Et ben voilà, le petit boulet a atteint la limite fatidique des trois mois dont on nous avait promis qu'elle marquait l'entrée dans une nouvelle ère, celle du bébé parfait qu'il a plus aucun problème, surtout genre il fait pas dodo la nuit et il hurle le grand cri de la colique infernale. Et force m'est de reconnaître que c'est le cas, le charmant petit Sigmund nous épargne désormais les levers noctambules et les crises de gigotage dues aux douleurs abdominales (et les rugissements de hyène sodomisée par erreur et par un rhinocéros myope qui les accompagnaient). La fourbitude de ce bébé est-elle néanmoins devenue moindre ? La réponse est non, bien sûr.

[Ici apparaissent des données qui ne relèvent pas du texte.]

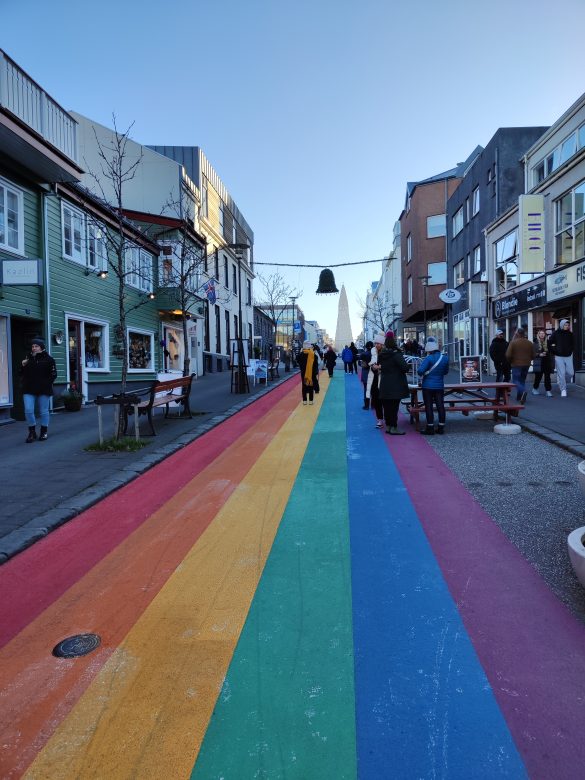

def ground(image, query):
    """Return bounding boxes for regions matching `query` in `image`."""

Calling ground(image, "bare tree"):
[254,271,302,344]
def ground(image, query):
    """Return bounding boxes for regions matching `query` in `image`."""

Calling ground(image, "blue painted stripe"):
[346,376,526,780]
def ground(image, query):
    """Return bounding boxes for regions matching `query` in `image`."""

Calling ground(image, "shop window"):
[84,322,107,371]
[128,329,154,371]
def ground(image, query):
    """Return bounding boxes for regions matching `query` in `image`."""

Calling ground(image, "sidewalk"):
[0,369,298,564]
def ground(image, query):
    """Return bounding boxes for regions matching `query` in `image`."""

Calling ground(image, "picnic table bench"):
[403,382,524,431]
[123,374,195,436]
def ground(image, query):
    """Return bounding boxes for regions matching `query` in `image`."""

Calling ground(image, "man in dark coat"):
[490,328,512,382]
[20,339,57,444]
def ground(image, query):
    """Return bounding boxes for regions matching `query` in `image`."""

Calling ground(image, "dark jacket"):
[20,351,57,395]
[548,328,575,357]
[418,349,449,390]
[490,336,509,368]
[297,349,319,385]
[378,349,409,401]
[323,349,337,368]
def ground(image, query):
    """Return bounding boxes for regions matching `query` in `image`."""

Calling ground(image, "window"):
[215,306,221,355]
[87,222,108,271]
[555,182,585,265]
[124,246,153,292]
[453,206,463,238]
[128,328,154,371]
[453,260,465,287]
[0,179,24,254]
[473,244,481,274]
[472,187,479,217]
[427,263,447,284]
[61,203,85,265]
[427,214,447,238]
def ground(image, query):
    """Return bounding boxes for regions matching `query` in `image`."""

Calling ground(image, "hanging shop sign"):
[0,259,42,286]
[492,281,549,320]
[546,262,585,302]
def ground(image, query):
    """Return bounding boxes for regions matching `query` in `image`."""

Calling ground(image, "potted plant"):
[61,382,83,412]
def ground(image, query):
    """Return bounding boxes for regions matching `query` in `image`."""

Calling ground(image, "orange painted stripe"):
[0,386,300,778]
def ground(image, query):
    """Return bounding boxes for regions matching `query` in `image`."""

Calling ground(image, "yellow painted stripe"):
[26,380,328,780]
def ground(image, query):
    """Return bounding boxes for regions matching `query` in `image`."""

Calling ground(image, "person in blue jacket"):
[418,337,449,436]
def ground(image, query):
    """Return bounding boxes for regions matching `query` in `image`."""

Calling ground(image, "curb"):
[0,373,296,565]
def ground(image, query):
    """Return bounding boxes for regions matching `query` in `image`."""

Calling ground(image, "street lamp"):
[418,274,431,341]
[224,244,250,393]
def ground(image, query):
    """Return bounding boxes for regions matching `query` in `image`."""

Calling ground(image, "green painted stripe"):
[192,374,356,780]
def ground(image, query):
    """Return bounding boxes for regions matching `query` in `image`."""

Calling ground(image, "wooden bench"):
[124,374,195,436]
[405,382,524,431]
[268,358,280,380]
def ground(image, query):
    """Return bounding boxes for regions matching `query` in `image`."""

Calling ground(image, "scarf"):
[303,349,315,387]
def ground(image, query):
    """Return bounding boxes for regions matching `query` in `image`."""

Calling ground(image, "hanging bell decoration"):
[315,268,339,295]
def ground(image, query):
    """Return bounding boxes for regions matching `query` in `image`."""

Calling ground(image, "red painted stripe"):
[0,381,298,647]
[386,429,585,780]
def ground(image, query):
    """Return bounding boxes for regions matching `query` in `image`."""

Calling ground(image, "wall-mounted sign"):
[518,195,544,274]
[546,263,585,301]
[439,289,461,303]
[492,282,548,320]
[0,259,42,285]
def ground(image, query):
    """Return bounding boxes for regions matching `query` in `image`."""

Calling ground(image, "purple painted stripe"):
[386,432,585,780]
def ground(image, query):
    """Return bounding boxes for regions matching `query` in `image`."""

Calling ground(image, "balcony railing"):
[0,50,77,162]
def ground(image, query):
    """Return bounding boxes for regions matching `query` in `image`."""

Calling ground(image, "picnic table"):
[406,382,524,431]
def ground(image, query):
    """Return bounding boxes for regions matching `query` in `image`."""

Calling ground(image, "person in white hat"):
[548,320,575,398]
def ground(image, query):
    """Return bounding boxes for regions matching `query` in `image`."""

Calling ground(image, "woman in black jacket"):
[378,336,409,436]
[20,339,57,444]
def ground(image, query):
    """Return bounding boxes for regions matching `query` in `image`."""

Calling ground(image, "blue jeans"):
[512,366,530,401]
[22,393,51,428]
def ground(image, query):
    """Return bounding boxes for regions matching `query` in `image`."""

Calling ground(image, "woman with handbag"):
[532,330,554,398]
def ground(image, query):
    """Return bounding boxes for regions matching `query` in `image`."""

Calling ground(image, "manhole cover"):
[53,634,102,658]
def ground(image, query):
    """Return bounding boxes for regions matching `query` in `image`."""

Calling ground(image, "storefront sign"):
[546,263,585,301]
[0,260,41,285]
[518,195,544,274]
[492,282,550,320]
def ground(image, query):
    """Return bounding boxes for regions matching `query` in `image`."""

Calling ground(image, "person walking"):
[366,333,385,428]
[349,341,359,374]
[532,330,554,398]
[506,328,534,404]
[378,336,409,436]
[490,328,511,382]
[20,339,57,444]
[548,320,575,398]
[341,344,353,374]
[297,341,319,406]
[360,341,374,409]
[323,346,337,377]
[418,336,449,436]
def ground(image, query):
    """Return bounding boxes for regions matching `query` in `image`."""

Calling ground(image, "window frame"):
[0,176,25,256]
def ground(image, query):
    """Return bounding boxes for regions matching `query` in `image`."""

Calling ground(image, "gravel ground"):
[427,417,585,623]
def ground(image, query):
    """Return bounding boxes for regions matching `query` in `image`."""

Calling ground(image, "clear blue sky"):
[0,0,585,335]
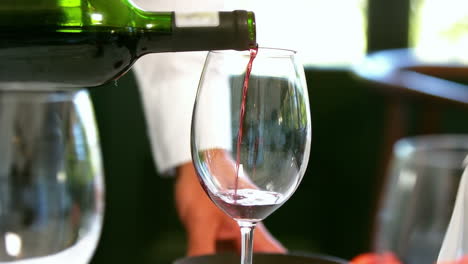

Nân pasque dormir comme une souche de neuf heures du soir à six heures du matin c'est bien, mais bon une fois sur quatre y'a réveillage vers quatre-cinq heures pour réclamer sa tétine, et pas qu'une fois, toutes les dix minutes, pof tu te rendors et ça repart, faut se traîner à quatre pattes jusqu'au lit du mouflet pour rajuster la tétine poisseuse pour regagner le droit à cinq minutes de sommeil, les amis je vous le dit la tétine c'est le diable. Si c'est pas une technique pour briser la résistance psychologique de ses parents, ça, déjà qu'ils sont pas bien brillants après ces trois mois de sommeil entrecoupé, je vous dis pas, franchement, élève Sigmund pour ce premier trimestre, c'est zéro pointé pour tout ce qui est de la matière dodo, peut mieux faire.

Les coliques de la mort qui vous tuent les tympans en faisant hurler le lardon qu'on dirait possédé par une force démoniaque genre un démon survitaminé, tout petit, omniprésent et très pénible (talonnettes en option), bon ok là ça va elles ont à peu près disparues, je dis pas, juste il en reste un soupçon qu'on doit traiter avec une pâte rose à la fraise hyper pas bonne qu'il faut cloquer dans le bec à Sigmund après chaque biberon, bonjour l'exploit sportif, c'est difficile comme mettre un suppositoire calmant à la hyène, pourtant c'est pour son bien, hein, mais bon. L'autre bébé, là, généralement il choisit ce moment précis (celui du médicament rouge, pas celui du suppositoire dans la hyène) pour éternuer et consteller son père, ou sa mère, où les deux d'un très joli motif de points rouges et gluants qui sentent la fraise et le lait caillé, c'est l'éclate totale. Niveau politesse et obéissance le Sigmund, franchement on s'attend à mieux au deuxième trimestre.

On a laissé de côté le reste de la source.